Hommage aux victimes d'Orlando

L’exubérance et la joie se sont aussi tues le temps d’un moment de silence dédié à la mémoire des victimes d’Orlando. Tête baissée, Malika pensait à son propre calvaire. « Je faisais passer mon meilleur ami pour mon copain, je devais me cacher. Je ne vivais pas, je vivotais », résumera-t-elle plus tard, assise pour se restaurer. Un ami de cette Camerounaise a été empoisonné le mois dernier.

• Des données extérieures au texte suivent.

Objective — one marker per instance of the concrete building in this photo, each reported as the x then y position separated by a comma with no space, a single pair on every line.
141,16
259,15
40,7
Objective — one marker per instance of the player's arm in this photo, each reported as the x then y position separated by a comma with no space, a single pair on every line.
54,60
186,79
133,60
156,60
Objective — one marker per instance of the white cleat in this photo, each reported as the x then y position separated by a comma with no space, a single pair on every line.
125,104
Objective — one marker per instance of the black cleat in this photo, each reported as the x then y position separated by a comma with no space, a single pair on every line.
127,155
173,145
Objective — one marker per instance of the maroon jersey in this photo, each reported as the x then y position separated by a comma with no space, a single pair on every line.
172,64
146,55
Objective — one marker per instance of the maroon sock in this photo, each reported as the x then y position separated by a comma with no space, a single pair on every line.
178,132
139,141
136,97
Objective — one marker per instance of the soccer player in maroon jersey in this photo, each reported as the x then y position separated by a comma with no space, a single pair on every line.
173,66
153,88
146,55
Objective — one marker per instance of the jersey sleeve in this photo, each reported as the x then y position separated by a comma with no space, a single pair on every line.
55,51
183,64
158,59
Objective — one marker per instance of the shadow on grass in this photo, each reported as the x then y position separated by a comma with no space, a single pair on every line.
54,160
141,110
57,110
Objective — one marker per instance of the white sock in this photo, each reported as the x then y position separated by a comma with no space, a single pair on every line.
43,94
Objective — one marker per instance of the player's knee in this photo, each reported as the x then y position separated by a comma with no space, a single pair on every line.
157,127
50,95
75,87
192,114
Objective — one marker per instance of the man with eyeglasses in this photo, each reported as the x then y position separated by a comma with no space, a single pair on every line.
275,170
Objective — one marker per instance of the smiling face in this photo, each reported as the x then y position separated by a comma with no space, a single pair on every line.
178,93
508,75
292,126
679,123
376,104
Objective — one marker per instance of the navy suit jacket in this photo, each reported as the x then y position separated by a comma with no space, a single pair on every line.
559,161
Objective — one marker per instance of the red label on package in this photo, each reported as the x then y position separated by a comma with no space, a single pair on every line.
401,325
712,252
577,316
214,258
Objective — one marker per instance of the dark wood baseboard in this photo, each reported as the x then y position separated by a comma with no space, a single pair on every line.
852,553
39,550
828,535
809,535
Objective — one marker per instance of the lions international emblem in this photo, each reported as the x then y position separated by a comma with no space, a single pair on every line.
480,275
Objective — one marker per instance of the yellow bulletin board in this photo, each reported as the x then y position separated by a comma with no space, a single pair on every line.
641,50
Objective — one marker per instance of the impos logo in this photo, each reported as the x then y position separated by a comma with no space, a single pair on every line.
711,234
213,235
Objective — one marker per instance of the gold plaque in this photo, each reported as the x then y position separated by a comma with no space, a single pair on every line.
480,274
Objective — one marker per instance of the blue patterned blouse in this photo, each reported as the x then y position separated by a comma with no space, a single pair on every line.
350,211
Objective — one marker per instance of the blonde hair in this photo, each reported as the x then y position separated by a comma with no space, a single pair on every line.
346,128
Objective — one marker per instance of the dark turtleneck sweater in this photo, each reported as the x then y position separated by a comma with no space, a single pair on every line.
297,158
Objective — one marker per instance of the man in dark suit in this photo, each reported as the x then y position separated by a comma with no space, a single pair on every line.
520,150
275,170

En plus de la pression sociale et étatique, c’est à l’intérieur même de la famille que l’orientation sexuelle est réprimée. Ses parents ont été convoqués plusieurs fois devant la police à cause d’agissements rapportés, « vrai ou faux, tout le monde en profite pour extorquer de l’argent », se désole la jeune femme. « J’ai dû nier devant eux », poursuit-elle. Les liens familiaux ayant été rompus puis réparés, elle préfère garder l’anonymat.

« Je suis encore bloquée dans ma tête, j’ai même du mal à aborder une femme. Mais ce que j’ai vu aujourd’hui, ça me libère, je vais peut-être m’exprimer. » L’air las de celle qui a claquemuré son identité pendant trop longtemps, les épaules remontées, elle dit pour la première fois depuis le début de la journée « je suis lesbienne, je suis fière ».